Subtask 1: Single-label Image Classification The first task aims at a single-label image classification task, where the images are arranged in three different classes, namely positive, negative, and neutral with a bias towards the negative samples, due to the topic taken into consideration.
Subtask 2: Multi-label Image Classification This is a multi-label image classification task where the participants will be provided with multi-labeled images. The multi-label classification strategy, which assigns multiple labels to an image, better suits our visual sentiment classification problem and is intended to show the correlation of different sentiments. In this task seven classes, namely joy, sadness, fear, disgust, anger, surprise, and neutral, are covered.
Subtask 3: Multi-label Image Classification The task is also a multi-label, however, a wider range of sentiment classes are covered. Going deeper in the sentiment hierarchy, the complexity of the task increases. The sentiment categories covered in this task include anger, anxiety, craving, empathetic pain, fear, horror, joy, relief, sadness, and surprise.
Participants are encouraged to make their code public with their submission.
As implied by the popular proverb “a picture is worth a thousand words,” visual contents are an effective means to convey not only facts but also cues about sentiments and emotions. Such cues representing the emotions and sentiments of the photographers may trigger similar feelings from the observer and could be of help in understanding visual contents beyond semantic concepts in different application domains, such as education, entertainment, advertisement, and journalism. To this aim, masters of photography have always utilized smart choices, especially in terms of scenes, perspective, angle of shooting, and color filtering, to let the underlying information smoothly flow to the general public. Similarly, every user aiming to increase in popularity on the Internet will utilize the same tricks. However, it is not fully clear how such emotional cues can be evoked by visual contents and more importantly how the sentiments derived from a scene by an automatic algorithm can be expressed.
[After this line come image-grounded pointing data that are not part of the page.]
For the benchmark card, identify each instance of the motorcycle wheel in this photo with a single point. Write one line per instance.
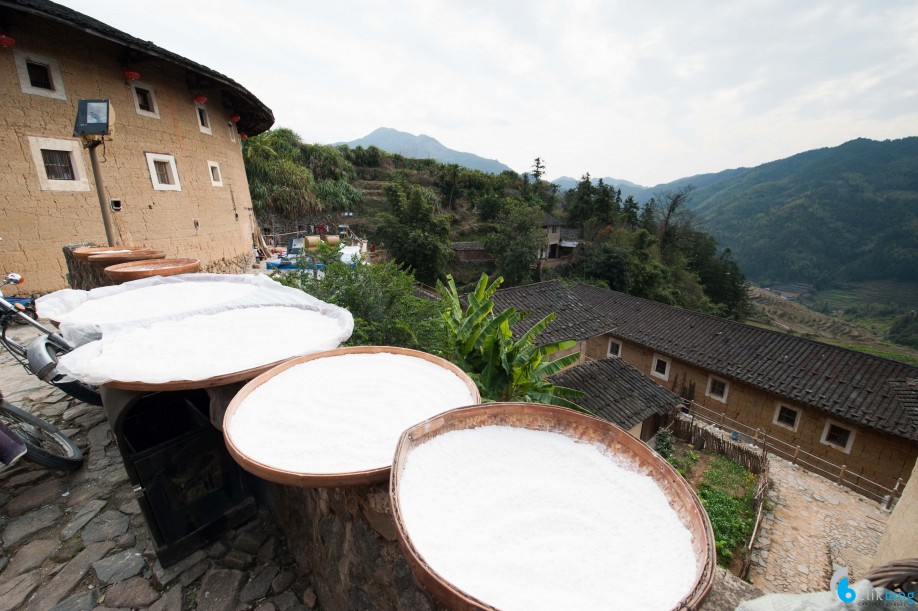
(46, 445)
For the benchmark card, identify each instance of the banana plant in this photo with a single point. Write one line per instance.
(482, 344)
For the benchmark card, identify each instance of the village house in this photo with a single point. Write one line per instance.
(172, 167)
(847, 408)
This opens an interesting line of research to interpret emotions and sentiments perceived by users viewing visual contents.
The task is appropriate for researchers in machine learning, multimedia retrieval, sentiment analysis, and visual analysis.
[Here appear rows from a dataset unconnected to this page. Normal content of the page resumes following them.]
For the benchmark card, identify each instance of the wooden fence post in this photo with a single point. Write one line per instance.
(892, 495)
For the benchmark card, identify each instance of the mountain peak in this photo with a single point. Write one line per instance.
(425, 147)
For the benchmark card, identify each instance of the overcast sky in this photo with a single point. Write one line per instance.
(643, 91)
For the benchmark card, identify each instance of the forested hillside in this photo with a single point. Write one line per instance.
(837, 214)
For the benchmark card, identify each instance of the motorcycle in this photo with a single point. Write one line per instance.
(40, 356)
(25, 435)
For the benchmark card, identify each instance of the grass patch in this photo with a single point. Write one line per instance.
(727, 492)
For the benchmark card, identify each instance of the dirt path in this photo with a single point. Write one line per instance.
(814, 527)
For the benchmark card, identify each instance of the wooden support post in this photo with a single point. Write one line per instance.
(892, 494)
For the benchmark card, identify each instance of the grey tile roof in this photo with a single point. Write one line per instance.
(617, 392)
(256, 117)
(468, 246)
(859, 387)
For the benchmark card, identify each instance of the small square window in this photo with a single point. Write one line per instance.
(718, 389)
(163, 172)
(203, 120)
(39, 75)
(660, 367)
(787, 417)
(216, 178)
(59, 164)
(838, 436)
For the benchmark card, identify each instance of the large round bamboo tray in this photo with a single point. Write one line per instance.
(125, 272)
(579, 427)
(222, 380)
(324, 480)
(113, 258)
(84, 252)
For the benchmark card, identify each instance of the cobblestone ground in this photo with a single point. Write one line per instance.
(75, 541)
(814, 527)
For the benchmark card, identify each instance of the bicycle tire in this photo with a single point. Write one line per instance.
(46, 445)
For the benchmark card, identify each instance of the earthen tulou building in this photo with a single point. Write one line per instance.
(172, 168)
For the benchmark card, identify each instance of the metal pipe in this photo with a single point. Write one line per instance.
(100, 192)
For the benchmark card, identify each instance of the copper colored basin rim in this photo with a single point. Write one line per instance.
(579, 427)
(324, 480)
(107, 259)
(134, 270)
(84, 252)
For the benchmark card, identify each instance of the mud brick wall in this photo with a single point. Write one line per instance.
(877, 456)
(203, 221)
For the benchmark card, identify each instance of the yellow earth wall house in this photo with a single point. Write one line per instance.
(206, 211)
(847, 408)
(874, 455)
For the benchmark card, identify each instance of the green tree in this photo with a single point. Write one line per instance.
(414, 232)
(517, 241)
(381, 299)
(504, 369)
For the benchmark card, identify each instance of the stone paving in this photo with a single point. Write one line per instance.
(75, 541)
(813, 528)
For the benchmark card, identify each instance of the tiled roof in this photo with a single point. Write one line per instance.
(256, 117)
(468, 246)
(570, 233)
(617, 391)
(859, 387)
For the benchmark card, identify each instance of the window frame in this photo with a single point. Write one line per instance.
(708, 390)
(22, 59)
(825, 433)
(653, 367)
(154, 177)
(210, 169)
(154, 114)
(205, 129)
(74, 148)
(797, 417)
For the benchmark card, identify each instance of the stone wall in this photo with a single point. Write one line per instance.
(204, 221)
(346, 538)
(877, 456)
We provide a slightly modified version of our visual sentiment analysis dataset [1], including a different training and testing set, consisting of disaster-related images collected from social media platforms such as Google, Flickr, and Twitter.
The dataset was annotated through a crowd-sourcing study using Microworkers, where at least five different participants were assigned to annotate each image. The final tags were chosen based on a majority vote from the five participants assigned to it. The study concluded with 10,010 different responses from 2,338 participants. The participants included individuals from different age groups and 98 countries. The time spent by a participant on an image, which helped filter out careless or inappropriate responses. Before the study, two trial studies were performed to test, correct errors, and improve clarity and readability.
All the tasks will be evaluated using standard classification metrics, where weighted F1-Score will be used to rank the different submissions. We also encourage participants to carry out a failure analysis of the results to gain insight into why a classifier may make a mistake.